Essay by Luke Foster
“It’s all a question of imagination. Our responsibility begins with the power to imagine.” Haruki Murakami / Kafka on the Shore
Over the past four months I have been watching Netflix movies almost every night and sometimes even two movies. However, I have also been doing late internet shopping for books. However, the only book I have read in this period is The Novelist as a Vocation by Haruki Murakami about how he constructs novels. I couldn’t put it down and read it in two days.
The books I have in a pile near my tv yet to be read or reread are Jack Kerouac’s On the Road, Patrick Whites Voss, Haruki Murakami’s 1Q84, Faith, Hope and Carnage, Nick Cave and Sean O’Hagan and several coffee table art books including one by Sean Cordeiro and Claire Healy and a Yoshitomo Nara one.
I find my mind is too scattered to rest well and read books even after my Zen two-hour beach walks every morning. In my storage space I have hundreds of books and at least forty that I haven’t read yet, so I look forward to the day I have my own two-bedroom apartment to get all my books out of storage and read them all.

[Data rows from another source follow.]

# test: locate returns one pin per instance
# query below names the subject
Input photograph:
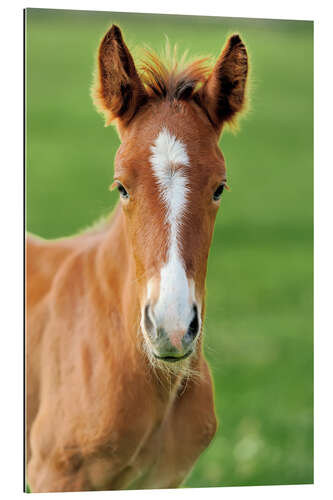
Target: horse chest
(152, 457)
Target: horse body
(119, 394)
(103, 420)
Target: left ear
(118, 91)
(223, 94)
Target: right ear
(118, 91)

However, I find of an evening and afternoon if I am not drawing or writing then I love watching mainly dystopian science fiction movies on Net Flix or reruns of The Big Bang Theory TV show.
“Raj: I don’t like bugs, okay. They freak me out.
Sheldon: Interesting. You’re afraid of insects and women. Ladybugs must render you catatonic.”
The character Sheldon’s quote from the Big Bang Theory
I am kind of a nerd so I can relate the characters in the Big Bang Theory.
One of my favourite Sci-Fi movies is Bladerunner by Ridley Scott and the sequel to it.
“In science fiction, we’re always searching for new frontiers. We’re drawn to the unknown.” Ridley Scott
I think I am drawn to dystopian Sci Fi movies as they are imaginations of what may happen to the planet if we don’t begin to look after it and save the environment and reverse global warming.